Искусство живописи было редкостью в колониях, и потому художник возбуждал всеобщее любопытство. Хотя лишь немногие или, скорее, даже никто не мог оценить техническое совершенство его работ, все же в некоторых отношениях мнение толпы интересовало его не меньше, чем указания тонких знатоков. Он следил за впечатлением, которое его картины производили на неискушенных зрителей, и старался извлечь пользу из их замечаний, между тем как говорившим, пожалуй, скорее пришло бы в голову поучать саму природу, чем художника, который, казалось, с ней соперничал. Следует, однако, признать, что их восхищение несколько умерялось предрассудками, свойственными этой стране и эпохе. Одни считали, что столь правдивое изображение созданий Божьих нарушает заповеди Моисея и является самонадеянным подражанием Творцу. {55} Другие, испытывая трепет перед искусством, способным вызывать к жизни призраки и запечатлевать для живых черты умерших, были склонны принимать художника за колдуна, а быть может, и за Черного человека, {56} известного со времен охоты за ведьмами, творящего свои чары в новом обличье. Толпа почти всерьез принимала эти нелепые слухи. Даже в светских кругах к художнику относились с некоторым страхом, что было отчасти отзвуком суеверных подозрений черни, но в основном вызывалось его обширными познаниями и многообразными талантами, помогавшими ему в его искусстве.

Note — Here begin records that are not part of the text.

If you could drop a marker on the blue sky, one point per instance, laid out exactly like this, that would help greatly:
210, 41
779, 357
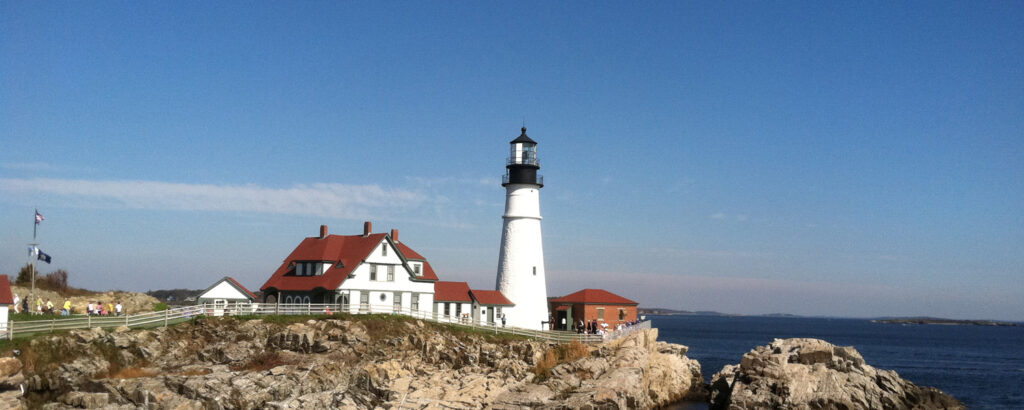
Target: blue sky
812, 158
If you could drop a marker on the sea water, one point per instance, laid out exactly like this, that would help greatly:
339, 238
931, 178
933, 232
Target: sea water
982, 366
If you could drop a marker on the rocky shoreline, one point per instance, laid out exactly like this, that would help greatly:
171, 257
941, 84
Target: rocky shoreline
396, 362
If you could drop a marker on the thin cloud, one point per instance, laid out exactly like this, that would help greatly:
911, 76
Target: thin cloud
331, 200
28, 166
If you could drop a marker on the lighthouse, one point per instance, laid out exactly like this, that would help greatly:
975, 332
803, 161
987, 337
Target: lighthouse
520, 259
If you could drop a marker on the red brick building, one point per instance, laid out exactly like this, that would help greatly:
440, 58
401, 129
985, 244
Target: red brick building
590, 304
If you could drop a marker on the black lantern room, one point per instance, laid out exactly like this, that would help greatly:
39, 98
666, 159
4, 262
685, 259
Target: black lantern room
522, 163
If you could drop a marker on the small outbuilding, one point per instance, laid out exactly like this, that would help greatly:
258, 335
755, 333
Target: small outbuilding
225, 293
590, 304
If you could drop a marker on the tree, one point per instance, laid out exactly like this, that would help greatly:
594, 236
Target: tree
55, 281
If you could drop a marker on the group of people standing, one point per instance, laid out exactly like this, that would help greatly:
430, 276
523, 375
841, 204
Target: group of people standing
22, 305
594, 327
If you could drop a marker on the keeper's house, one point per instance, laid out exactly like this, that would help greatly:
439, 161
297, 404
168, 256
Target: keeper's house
379, 274
365, 273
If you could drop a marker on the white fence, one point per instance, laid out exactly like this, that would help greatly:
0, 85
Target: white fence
164, 318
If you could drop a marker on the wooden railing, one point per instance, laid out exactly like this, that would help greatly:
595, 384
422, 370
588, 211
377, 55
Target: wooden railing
176, 315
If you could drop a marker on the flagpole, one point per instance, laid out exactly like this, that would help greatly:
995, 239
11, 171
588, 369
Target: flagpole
35, 228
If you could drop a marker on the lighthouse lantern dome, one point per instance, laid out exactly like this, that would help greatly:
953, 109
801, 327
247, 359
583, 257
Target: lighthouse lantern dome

Собираясь соединиться узами брака, Уолтер Ладлоу и Элинор хотели поскорее обзавестись своими портретами, которым, как они, без сомнения, надеялись, предстояло положить начало целой фамильной галерее. Поэтому на другой день после описанного выше разговора они отправились к художнику. Слуга провел их в комнату, в которой хозяина не оказалось, но зато они увидели целое скопление лиц и с трудом удержались, чтобы почтительно не раскланяться с ними. Они понимали, что это картины, но не могли поверить, что при таком разительном сходстве с оригиналами портреты совсем лишены жизни и разума. Кое-кто из людей, изображенных на картинах, принадлежал к числу их знакомых, другие были известны им как выдающиеся деятели того времени. Среди них находился губернатор Бернет, и казалось, будто он только что усмотрел крамолу в действиях палаты представителей и обдумывает, как бы резче ее осудить. {57} Рядом с правителем висел портрет мистера Кука, {58} человека, возглавлявшего оппозицию. В нем чувствовалась воля и несколько пуританский склад, как и подобает народному вождю. Пожилая супруга сэра Уильяма Фиппса, в воротнике с рюшем и фижмах, взирала на них со стены, - высокомерная старуха, вид которой наводил на мысль, что она не чужда колдовству. {59} Джон Уинслоу, {60} тогда еще очень молодой человек, выглядел на портрете исполненным той боевой решимости, которая много лет спустя помогла ему стать выдающимся полководцем. Своих друзей Уолтер и Элинор узнавали с первого взгляда. На большинстве портретов все свойства ума и сердца их оригиналов были выражены в лицах и сконцентрированы во взглядах с такой силой, что, если говорить парадоксами, живые люди меньше походили на самих себя, чем написанные с них портреты.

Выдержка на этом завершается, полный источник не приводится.